An intense, all-day stomachache.

Tearful conversations.

Lots of backspaces.

Lackluster motivation.

Questions. Doubts. Stirrings.     `

The smell of long-awaited rain.

 Also not pictured:

The strangers who flocked to help—and even circled back later to make sure you were taken care of.

The cure of good company.

The understanding gained and grace extended. The encouragement as sweet as honey.

The satisfaction of a hard-won sentence.

The promise of a new day with new inspiration.

Doubts quieted. Still questions, still stirrings, but asked in surrender. Felt in faith. Steadied by truth.

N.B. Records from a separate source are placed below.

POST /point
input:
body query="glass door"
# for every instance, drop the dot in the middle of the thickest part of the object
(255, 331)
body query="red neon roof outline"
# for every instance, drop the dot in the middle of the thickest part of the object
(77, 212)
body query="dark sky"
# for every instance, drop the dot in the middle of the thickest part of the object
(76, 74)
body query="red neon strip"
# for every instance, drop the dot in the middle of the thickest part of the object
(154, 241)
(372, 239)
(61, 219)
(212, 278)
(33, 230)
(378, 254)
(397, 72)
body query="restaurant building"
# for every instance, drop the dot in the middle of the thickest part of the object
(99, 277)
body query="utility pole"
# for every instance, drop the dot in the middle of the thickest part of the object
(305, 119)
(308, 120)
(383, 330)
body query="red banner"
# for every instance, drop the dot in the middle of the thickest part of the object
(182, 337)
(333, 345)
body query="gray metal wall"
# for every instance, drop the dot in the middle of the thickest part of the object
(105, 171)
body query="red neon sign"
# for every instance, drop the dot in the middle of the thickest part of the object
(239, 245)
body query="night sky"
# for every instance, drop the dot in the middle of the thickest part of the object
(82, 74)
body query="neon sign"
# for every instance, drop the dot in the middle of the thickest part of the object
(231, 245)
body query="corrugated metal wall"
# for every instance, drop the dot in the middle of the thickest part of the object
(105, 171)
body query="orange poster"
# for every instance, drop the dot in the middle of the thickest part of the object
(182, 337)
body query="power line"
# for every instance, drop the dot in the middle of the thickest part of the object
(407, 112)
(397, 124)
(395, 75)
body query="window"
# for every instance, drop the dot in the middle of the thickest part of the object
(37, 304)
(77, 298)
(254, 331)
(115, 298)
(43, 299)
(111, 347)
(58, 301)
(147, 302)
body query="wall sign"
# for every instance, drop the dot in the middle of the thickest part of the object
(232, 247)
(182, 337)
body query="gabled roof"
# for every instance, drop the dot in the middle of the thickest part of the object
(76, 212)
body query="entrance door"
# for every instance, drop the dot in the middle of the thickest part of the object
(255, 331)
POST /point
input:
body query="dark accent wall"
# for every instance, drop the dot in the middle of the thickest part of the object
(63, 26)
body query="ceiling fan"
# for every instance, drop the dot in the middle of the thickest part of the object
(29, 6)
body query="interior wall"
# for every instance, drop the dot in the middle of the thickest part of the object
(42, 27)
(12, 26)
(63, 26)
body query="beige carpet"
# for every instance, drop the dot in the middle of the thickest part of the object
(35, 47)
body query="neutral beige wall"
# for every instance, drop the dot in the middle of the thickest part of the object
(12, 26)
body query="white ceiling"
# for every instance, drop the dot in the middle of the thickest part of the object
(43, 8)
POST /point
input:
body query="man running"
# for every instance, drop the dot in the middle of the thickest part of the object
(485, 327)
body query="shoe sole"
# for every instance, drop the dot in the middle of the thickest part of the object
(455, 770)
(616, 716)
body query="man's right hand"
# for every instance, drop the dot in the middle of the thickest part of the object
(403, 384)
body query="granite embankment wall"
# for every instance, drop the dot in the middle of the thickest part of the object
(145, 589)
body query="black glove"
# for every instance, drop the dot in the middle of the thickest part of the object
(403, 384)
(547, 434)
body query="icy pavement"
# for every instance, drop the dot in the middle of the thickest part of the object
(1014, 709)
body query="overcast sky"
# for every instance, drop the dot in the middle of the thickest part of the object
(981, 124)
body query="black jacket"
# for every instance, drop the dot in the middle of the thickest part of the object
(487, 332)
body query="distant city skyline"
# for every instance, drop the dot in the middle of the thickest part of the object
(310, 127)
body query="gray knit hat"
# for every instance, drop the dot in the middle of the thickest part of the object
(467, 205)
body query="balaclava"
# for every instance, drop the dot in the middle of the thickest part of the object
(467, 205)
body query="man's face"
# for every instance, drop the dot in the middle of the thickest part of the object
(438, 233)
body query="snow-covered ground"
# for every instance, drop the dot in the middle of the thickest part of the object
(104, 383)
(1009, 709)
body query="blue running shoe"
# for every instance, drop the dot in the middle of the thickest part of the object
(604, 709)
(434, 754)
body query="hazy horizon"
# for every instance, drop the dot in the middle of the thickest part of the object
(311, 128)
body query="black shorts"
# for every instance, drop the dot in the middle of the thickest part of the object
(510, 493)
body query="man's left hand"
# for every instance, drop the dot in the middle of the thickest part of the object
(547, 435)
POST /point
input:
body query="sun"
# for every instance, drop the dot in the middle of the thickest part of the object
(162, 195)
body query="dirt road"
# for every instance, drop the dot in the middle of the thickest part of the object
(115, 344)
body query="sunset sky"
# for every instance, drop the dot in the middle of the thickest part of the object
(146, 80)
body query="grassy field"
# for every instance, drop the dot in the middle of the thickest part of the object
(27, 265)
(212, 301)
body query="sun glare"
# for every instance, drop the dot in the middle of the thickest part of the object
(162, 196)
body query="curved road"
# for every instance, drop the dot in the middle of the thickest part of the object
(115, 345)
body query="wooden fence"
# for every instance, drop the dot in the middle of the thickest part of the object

There won’t always be answers, but there is always hope. An invitation to walk in the light that you have. A curiosity, hunger, and wonderment that reminds you you’re alive. That wakes you up.

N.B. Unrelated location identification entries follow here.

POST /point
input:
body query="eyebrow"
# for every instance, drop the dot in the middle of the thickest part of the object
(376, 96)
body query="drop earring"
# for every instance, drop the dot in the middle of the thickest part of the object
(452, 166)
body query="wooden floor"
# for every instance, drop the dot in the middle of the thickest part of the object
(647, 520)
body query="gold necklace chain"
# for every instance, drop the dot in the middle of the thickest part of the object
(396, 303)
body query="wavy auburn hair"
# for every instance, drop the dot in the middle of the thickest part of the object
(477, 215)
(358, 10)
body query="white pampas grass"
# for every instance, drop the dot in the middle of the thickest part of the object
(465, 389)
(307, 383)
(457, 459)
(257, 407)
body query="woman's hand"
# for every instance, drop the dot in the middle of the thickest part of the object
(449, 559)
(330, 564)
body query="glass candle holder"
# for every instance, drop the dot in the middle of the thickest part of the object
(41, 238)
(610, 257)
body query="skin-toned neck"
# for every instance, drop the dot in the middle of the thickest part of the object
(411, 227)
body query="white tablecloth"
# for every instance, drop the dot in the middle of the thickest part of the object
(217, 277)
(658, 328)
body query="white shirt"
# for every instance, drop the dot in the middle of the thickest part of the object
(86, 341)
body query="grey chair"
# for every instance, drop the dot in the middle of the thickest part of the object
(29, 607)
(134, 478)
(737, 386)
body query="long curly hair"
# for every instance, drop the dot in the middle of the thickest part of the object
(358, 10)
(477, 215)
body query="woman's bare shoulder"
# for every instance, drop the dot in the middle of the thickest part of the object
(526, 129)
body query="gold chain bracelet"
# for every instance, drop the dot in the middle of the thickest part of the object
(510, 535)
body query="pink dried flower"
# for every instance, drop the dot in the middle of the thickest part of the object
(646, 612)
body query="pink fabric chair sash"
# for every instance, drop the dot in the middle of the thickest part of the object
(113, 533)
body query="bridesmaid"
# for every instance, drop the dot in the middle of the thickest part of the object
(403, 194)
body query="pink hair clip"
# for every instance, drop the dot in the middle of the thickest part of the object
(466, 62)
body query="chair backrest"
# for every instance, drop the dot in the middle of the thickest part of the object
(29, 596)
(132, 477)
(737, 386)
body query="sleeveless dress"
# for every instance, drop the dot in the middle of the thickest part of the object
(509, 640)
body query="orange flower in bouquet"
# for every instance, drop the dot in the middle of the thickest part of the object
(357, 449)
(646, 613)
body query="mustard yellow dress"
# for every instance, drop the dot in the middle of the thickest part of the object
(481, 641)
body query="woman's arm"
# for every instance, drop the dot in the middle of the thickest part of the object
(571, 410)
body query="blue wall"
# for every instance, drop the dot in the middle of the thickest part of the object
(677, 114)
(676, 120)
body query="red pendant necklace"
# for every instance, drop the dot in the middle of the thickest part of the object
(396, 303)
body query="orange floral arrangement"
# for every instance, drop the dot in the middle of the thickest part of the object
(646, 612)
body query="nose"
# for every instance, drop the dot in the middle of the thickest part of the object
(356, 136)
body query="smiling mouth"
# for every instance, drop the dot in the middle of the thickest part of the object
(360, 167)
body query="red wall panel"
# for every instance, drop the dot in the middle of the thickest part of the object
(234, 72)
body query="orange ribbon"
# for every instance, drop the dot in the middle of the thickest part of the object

The deliverance of rain, sky-loads of it—finally.       

This week, I’ve had more time and space to think. Pray. Rest. Wonder. There have been lots of emotions packed in a few short days—high highs and low lows. Laughter while sipping mango margaritas. Tears that caught me by surprise in my friends’ backyard as I watched their pup chase a squirrel. (To be clear, the squirrel chasing did not induce the tears. Let the kid run.)

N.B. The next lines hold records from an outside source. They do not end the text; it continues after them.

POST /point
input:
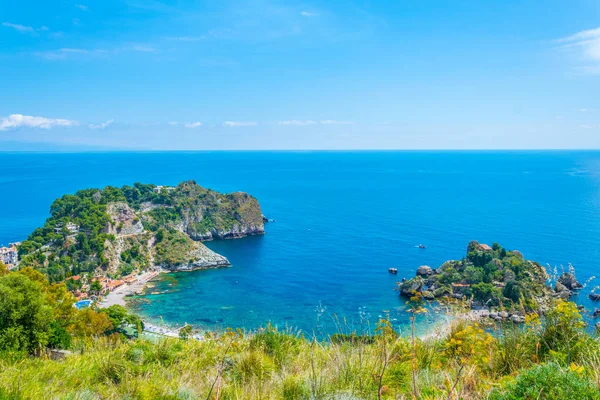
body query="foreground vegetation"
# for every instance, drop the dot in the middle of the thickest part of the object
(553, 358)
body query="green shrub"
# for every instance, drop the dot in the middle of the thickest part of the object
(547, 382)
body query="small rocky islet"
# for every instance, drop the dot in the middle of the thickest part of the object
(498, 283)
(115, 231)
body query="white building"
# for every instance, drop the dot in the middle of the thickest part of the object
(159, 189)
(9, 256)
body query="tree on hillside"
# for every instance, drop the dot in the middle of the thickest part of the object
(25, 317)
(89, 323)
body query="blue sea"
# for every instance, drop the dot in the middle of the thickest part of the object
(341, 220)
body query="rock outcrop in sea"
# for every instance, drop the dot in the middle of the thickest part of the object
(490, 278)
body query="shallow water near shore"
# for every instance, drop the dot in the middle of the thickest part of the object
(342, 219)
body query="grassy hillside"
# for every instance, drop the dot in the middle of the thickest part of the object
(553, 361)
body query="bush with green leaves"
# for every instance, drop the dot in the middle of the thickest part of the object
(548, 382)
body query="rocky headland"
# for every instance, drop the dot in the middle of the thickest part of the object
(498, 283)
(115, 231)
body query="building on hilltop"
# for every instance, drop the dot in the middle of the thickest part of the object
(159, 189)
(71, 227)
(9, 256)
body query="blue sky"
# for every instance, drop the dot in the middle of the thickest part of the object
(139, 74)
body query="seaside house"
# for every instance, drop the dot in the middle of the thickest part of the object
(71, 227)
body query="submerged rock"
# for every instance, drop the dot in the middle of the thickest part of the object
(569, 281)
(424, 270)
(411, 286)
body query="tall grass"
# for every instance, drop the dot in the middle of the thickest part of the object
(466, 363)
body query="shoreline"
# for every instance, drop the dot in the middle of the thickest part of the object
(117, 296)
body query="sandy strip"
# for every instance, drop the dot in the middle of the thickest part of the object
(118, 295)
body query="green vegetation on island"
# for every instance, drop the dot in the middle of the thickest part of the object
(114, 230)
(491, 278)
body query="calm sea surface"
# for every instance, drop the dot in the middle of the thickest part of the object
(342, 219)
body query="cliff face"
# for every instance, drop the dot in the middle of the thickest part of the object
(208, 215)
(118, 230)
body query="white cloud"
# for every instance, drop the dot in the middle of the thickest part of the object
(102, 125)
(20, 28)
(142, 48)
(238, 124)
(15, 121)
(297, 122)
(586, 45)
(66, 52)
(187, 38)
(334, 122)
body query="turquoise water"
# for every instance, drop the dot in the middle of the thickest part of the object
(342, 219)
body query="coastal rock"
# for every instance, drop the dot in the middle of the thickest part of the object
(569, 281)
(210, 215)
(518, 254)
(410, 287)
(428, 295)
(518, 319)
(594, 296)
(124, 220)
(442, 291)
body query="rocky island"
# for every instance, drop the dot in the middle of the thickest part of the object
(115, 231)
(492, 279)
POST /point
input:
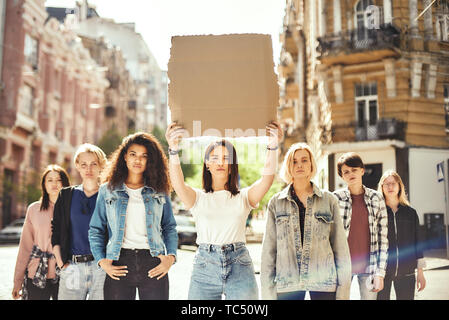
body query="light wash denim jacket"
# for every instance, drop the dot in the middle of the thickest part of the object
(321, 263)
(110, 214)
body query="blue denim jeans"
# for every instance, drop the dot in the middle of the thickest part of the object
(81, 280)
(223, 270)
(365, 285)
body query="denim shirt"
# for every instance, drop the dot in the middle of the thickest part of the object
(321, 263)
(109, 216)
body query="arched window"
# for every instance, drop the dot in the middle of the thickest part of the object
(442, 20)
(362, 12)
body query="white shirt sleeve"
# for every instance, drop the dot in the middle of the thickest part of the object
(244, 193)
(199, 193)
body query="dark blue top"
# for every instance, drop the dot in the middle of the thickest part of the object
(81, 211)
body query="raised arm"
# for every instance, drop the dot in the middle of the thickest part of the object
(259, 188)
(185, 193)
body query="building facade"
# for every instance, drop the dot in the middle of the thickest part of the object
(49, 90)
(370, 76)
(150, 80)
(120, 96)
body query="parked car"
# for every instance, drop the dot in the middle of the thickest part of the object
(185, 225)
(12, 232)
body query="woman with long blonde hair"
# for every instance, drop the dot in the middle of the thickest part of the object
(405, 250)
(304, 247)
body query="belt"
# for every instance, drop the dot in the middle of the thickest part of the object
(225, 247)
(83, 258)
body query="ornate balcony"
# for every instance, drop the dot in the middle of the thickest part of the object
(384, 128)
(360, 45)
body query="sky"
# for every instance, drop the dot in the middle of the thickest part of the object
(158, 20)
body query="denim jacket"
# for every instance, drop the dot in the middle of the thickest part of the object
(321, 263)
(108, 220)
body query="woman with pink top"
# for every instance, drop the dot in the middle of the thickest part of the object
(35, 273)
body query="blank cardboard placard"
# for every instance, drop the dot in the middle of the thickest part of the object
(222, 85)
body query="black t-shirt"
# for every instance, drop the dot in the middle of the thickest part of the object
(302, 212)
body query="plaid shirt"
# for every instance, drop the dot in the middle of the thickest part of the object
(378, 226)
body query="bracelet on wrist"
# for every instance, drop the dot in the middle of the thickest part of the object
(173, 152)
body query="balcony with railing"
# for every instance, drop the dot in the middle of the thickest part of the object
(383, 129)
(360, 45)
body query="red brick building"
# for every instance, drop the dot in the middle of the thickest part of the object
(51, 94)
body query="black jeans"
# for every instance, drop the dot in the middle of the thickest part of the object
(300, 295)
(139, 262)
(36, 293)
(404, 286)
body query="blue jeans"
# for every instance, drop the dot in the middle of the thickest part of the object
(79, 280)
(365, 285)
(223, 270)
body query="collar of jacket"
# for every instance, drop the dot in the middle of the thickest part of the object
(345, 194)
(285, 193)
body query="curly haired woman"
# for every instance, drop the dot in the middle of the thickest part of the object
(133, 232)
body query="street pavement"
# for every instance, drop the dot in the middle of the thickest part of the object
(436, 272)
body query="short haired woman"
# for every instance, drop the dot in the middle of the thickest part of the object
(35, 273)
(405, 247)
(304, 247)
(80, 278)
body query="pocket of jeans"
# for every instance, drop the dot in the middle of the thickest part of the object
(244, 258)
(199, 261)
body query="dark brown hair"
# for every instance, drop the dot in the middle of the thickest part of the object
(232, 184)
(351, 159)
(65, 180)
(156, 171)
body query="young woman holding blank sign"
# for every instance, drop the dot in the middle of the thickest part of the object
(222, 264)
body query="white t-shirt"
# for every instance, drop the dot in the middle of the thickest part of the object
(136, 236)
(221, 219)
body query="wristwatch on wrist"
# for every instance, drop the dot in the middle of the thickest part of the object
(173, 152)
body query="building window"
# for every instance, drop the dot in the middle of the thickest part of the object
(446, 105)
(442, 20)
(361, 8)
(27, 105)
(366, 104)
(31, 51)
(442, 27)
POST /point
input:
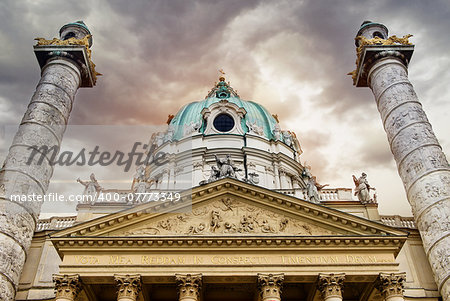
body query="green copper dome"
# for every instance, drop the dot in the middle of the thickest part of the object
(191, 113)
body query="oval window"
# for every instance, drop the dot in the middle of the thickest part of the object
(223, 123)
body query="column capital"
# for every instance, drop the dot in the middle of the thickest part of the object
(270, 286)
(189, 286)
(390, 284)
(331, 285)
(128, 286)
(67, 287)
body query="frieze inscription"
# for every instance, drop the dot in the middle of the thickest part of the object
(225, 259)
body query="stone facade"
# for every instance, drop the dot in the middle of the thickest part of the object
(22, 174)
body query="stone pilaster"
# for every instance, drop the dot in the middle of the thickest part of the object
(421, 163)
(331, 286)
(270, 286)
(390, 285)
(189, 286)
(128, 287)
(67, 287)
(25, 172)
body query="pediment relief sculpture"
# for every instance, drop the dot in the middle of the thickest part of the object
(228, 217)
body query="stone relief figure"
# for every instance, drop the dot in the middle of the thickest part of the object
(229, 219)
(191, 128)
(287, 137)
(283, 224)
(312, 187)
(253, 178)
(247, 224)
(140, 182)
(196, 229)
(215, 220)
(362, 188)
(91, 187)
(140, 173)
(254, 128)
(311, 190)
(266, 227)
(170, 133)
(277, 132)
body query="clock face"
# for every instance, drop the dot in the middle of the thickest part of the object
(223, 123)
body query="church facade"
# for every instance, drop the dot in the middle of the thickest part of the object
(250, 222)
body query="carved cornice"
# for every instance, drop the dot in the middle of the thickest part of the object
(97, 232)
(234, 241)
(67, 287)
(331, 285)
(128, 286)
(270, 286)
(390, 284)
(189, 285)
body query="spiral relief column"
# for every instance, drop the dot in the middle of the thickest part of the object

Life is weird. Can we all agree on that? At one moment we feel totally content, wondering how on earth we could envision life to look any other way. And then the next, questions swirl with great ferocity. “Am I doing this right?” Sometimes fear is swept up in it—sometimes an anticipatory hope. Sometimes both. “There could be more… more than this, right in front of me. But is that what I need right now, or is it just a glimmer of something to come? What do I really want?”

What do you?

There’s no sweet platitude to wrap this up. No final word to resolve the questions or to whack at the bush full of what ifs. I think that’s okay. Because as I heard a wise leader say earlier this week, there’s beauty in this in-between. There’s value in leaning into the discomfort, the unknown. Faith in one hand and gratitude in the other. And isn’t that truly living? 

Let the rope pull you, keep your eyes ahead, and hang on tight.

The in-between is where I’ll rest today. With my unwashed hair and pile of books and heart full of dreams.